On 03-03-14 19:24, Eli Naeher wrote:
Hello,
I have two versions of essentially the same query; one using nested
joins, the other using subselects. The version using the subselect is
roughly an order of magnitude faster (~70ms on my box and data vs
~900ms for the nested joins). Of course the obvious answer here is
just to use the faster version, but I'd like to understand why the
other version is so slow.

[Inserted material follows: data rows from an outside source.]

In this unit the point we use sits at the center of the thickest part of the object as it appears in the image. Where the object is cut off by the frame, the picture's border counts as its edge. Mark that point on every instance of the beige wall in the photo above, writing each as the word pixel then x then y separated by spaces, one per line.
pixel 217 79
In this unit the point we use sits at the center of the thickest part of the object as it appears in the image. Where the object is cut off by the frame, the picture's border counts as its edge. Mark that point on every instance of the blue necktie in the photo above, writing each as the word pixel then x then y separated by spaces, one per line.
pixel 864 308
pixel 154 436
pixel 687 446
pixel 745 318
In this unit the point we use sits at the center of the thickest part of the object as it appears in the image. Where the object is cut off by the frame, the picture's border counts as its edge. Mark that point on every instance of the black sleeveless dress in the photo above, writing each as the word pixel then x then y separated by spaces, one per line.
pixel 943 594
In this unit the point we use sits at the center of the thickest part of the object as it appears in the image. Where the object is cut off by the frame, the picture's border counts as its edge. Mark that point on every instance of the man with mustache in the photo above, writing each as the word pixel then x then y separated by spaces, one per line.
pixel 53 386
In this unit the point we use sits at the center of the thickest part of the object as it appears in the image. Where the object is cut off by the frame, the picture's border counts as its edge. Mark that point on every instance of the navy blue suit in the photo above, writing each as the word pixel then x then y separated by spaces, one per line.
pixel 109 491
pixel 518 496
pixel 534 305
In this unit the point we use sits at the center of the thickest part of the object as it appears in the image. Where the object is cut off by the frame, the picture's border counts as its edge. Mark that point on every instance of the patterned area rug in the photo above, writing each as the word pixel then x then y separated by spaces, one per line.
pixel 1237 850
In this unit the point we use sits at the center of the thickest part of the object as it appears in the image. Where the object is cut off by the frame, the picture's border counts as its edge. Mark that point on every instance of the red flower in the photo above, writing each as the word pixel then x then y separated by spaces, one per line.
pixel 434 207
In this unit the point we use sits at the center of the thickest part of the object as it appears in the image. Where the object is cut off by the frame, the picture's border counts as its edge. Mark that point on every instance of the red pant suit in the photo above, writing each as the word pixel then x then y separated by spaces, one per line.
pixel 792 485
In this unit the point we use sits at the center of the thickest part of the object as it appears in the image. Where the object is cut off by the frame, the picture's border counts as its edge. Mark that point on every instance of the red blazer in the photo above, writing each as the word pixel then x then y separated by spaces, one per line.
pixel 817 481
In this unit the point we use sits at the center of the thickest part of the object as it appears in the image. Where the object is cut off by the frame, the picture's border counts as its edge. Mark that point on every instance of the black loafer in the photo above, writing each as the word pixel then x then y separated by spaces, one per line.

These queries are automatically generated by
our code and I'd like to feel more informed when deciding what style
of query it should be generating (and to know whether there is a way
to write the nested-join queries that will more closely approach the
performance of the subselect).
(The table aliasing is an artifact of the code that is generating this
query--I assume there is no big performance impact there, but perhaps
that assumption is mistaken.)
The join version:
(SELECT DISTINCT resource_type_1.*
FROM resource_type AS resource_type_1
LEFT JOIN group_authorization AS group_authorization_2
INNER JOIN group_member AS group_member_4
ON ( ( group_authorization_2.person_oid =
group_member_4.person_oid )
AND ( group_authorization_2.group_oid =
group_member_4.group_oid ) )
INNER JOIN wco_group AS group_5
ON ( group_authorization_2.group_oid =
group_5.obj_oid )
ON ( resource_type_1.obj_oid =
group_authorization_2.rtype_oid )
WHERE ( ( ( ( ( group_5.end_date IS NULL )
OR ( group_5.end_date >=
'2014-03-03T18:08:23.543001Z' ) )
AND ( ( group_member_4.expire IS NULL )
OR ( group_member_4.expire >=
'2014-03-03T18:08:23.543001Z'
) )
AND ( ( group_authorization_2.expire IS NULL )
OR ( group_authorization_2.expire >=
'2014-03-03T18:08:23.543001Z'
)
)
)
AND ( group_authorization_2.person_oid = 1 ) )
OR ( resource_type_1.authorized = false ) ))
(explain (analyze, buffers) output is at http://explain.depesz.com/s/wPZL)
The subselect version:
(SELECT DISTINCT resource_type_1.*
FROM resource_type AS resource_type_1
WHERE ( ( resource_type_1.authorized = false )
OR ( resource_type_1.obj_oid IN (SELECT rtype_oid
FROM group_authorization
INNER JOIN group_member
ON ( (
group_member.group_oid
=
group_authorization.group_oid )
AND ( group_member.person_oid =
group_authorization.person_oid ) )
INNER JOIN wco_group
ON ( group_member.group_oid = wco_group.obj_oid )
WHERE ( ( group_member.person_oid = 1 )
AND ( ( group_authorization.expire >
'2014-03-03T18:11:20.553844Z' )
OR ( group_authorization.expire IS NULL ) )
AND ( ( group_member.expire >
'2014-03-03T18:11:20.553844Z' )
OR ( group_member.expire IS NULL ) )
AND ( ( wco_group.end_date >
'2014-03-03T18:11:20.553844Z' )
OR ( wco_group.end_date IS NULL ) ) )) ) ))
(explain (analyze, buffers) output is at http://explain.depesz.com/s/70dd)
This is using Postgres 9.3.3. The table wco_group has ~5000 rows,
group_member has ~15000 rows, and group_authorization is the big one
with ~385000 rows.
I noticed that the nested join version was doing a lot of seq scans
and not using the indexes. I tried setting enable_seqscan to off to
force index use, and it was a bit slower that way, so the query
optimizer is definitely doing the right thing.
Any thoughts would be much appreciated.
Thank you,
-Eli
The explains show that the join version builds up an ever larger set of
rows before finally filtering,
while the subselect manages to reduce the number of rows to 2500 and
avoids the large set.
This may be as simple as the order in which you join, inner join's
should preferably eliminate as many rows
as possible as quickly as possible.
Also, DISTINCT on * does not help, why are you getting duplicates and
why can't you filter them out before doing the final select?